# Re-sizing images for the web



## Jon_Are (Aug 8, 2009)

I thought I had this figured out, now I'm ultra-frustrated.

It is my understanding that web images should be around 500-800 pixels in width and have a resolution of 72 ppi. 

Yes? No?

Here's my problem: I have images saved as JPEGs in Lightroom (which were processed from RAW images). If I open up an image to edit in CS4, here are the stats from the Image Size window:

Pixel Dimensions: 18.0M
Width: 2098 pixels
Height: 1499 pixels

Document Size:
Width: 8.742 inches
Height: 6.246 inches
Resolution: 240 pixels/inch

So, this is too large to post on the web and requires resizing.

When I change the resolution to 72 pixels/inch, this changes my width to 629 pixels and my height to 450 pixels.

So, I click OK and the image looks horribly jagged.

I'm at a loss as to why this is. Could it be that, as a JPEG, I've opened and re-opened it too many times (although I don't think this is the case)?

Does it have anything to do with 16 bit vs. 8 bit?
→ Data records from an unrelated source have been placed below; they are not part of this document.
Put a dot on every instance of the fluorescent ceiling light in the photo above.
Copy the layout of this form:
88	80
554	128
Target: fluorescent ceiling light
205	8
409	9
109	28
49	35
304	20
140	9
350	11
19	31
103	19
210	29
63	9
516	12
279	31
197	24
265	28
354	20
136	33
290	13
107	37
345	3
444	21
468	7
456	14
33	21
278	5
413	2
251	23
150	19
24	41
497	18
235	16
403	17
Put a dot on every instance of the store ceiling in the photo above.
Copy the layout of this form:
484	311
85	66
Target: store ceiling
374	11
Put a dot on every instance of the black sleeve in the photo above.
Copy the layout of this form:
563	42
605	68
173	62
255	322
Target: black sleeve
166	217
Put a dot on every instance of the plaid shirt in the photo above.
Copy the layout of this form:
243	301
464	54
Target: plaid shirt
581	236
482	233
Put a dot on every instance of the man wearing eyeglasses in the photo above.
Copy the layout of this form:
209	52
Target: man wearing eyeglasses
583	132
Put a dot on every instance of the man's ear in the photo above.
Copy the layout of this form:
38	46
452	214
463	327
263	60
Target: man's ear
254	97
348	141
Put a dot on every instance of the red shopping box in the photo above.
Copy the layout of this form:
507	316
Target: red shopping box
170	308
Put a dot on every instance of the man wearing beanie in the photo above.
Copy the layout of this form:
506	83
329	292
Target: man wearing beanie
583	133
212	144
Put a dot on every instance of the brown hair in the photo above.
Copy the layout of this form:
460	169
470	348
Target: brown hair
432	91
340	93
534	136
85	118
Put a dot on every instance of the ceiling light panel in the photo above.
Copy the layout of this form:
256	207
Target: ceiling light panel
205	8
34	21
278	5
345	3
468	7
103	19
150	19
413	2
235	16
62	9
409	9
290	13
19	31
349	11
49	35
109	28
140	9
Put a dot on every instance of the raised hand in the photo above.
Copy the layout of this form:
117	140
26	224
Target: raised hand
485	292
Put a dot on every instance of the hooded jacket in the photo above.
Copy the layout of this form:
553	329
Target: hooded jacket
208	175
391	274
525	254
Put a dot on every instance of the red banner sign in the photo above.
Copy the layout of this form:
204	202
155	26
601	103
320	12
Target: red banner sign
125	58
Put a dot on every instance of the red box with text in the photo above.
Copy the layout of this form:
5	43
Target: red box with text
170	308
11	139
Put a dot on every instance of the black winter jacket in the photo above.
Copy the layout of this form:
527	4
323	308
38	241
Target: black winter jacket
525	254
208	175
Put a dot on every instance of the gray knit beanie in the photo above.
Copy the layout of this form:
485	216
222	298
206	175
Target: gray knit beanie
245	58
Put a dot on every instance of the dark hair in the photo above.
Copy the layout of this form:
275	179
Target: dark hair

I'm certain that I saved it as 8 bit, but now, when I re-open and click Image>Mode, 16 bit is checked.

Any thoughts?

Thanks!

Jon


----------



## UUilliam (Aug 8, 2009)

no need to lower resolution
resolution is for printing, just change the Width and height...


----------



## Josh66 (Aug 8, 2009)

I just do mine 800 on the long side, with whatever resolution is the default in Lightroom.


----------



## Andrew Sun (Aug 8, 2009)

UUilliam said:


> no need to lower resolution
> resolution is for printing, just change the Width and height...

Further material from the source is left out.